Nested Loop (cost=22133.48..97281.40 rows=1 width=459)
HashAggregate (cost=22133.48..22263.46 rows=12998 width=4)
Bitmap Heap Scan on jforum_posts (cost=245.18..22100.99 rows=12998 width=4)
Recheck Cond: (forum_id = 95)
Bitmap Index Scan on idx_posts_forum (cost=0.00..241.93 rows=12998 width=0)
Index Cond: (forum_id = 95)
Index Scan using jforum_posts_text_pkey on jforum_posts_text (cost=0.00..5.76 rows=1 width=459)
Index Cond: (jforum_posts_text.post_id = jforum_posts.post_id)
Filter: (jforum_posts_text.post_text ~~ '%http://www.jforum.net/posts/list/5.page%'::text)

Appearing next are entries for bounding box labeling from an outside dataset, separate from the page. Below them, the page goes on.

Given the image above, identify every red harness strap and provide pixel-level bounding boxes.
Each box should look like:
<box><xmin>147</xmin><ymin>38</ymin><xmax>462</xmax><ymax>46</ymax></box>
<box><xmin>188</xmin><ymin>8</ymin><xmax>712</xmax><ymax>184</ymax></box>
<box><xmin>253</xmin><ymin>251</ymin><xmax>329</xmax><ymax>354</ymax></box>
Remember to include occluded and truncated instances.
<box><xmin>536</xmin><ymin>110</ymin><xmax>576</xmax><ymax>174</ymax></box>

Well, it is using the indexes now.  But it is only about a 30% drop in cost for the worst case. On an untuned complex query, I usually see at least an order of magnitude performance jump on my initial tuning.

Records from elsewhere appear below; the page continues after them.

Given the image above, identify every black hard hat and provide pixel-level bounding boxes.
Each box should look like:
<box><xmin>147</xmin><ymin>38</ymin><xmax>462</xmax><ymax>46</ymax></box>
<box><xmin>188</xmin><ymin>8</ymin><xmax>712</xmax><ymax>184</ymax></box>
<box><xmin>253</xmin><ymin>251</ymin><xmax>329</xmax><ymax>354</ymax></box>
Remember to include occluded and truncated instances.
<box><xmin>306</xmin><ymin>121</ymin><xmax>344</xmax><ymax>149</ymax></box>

Step 4 – time for a temp table

Most of the work is finding the 375 rows that need updating in a table with 1,793,111 rows.  And it has to happen for each of the 5000 times I run the query.

I decided to use a temporary table so I could run the expensive part once.

create table jeanne_test as select * from jforum_posts_text where post_text like '%http://www.jforum.net/posts/list/%';

explain update jforum_posts_text set post_text=replace(post_text, 'http://www.jforum.net/posts/list/5.page','http://www.coderanch.com/t/574339 ')  where post_id in (select post_id from jeanne_test where post_text like '%http://www.jforum.net/posts/list/5.page%');

Now I’m doing the expensive part once.  It still takes a couple seconds to do the first part.  But the second part – the update I’m running 5000 times – drops the query plan to

Nested Loop (cost=13.50..21.99 rows=1 width=459)
HashAggregate (cost=13.50..13.51 rows=1 width=4)
Seq Scan on jeanne_test (cost=0.00..13.50 rows=1 width=4)
Filter: (post_text ~~ '%http://www.jforum.net/posts/list/5.page%'::text)
Index Scan using jforum_posts_text_pkey on jforum_posts_text (cost=0.00..8.46 rows=1 width=459)
Index Cond: (jforum_posts_text.post_id = jeanne_test.post_id

Nice.  Running the script with the 5000 update statements only took a few seconds.


Database tuning is fun.  Explain is your friend.  As are different approaches.  And for those who aren’t doing match, the performance jump was 3-4 orders of magnitude.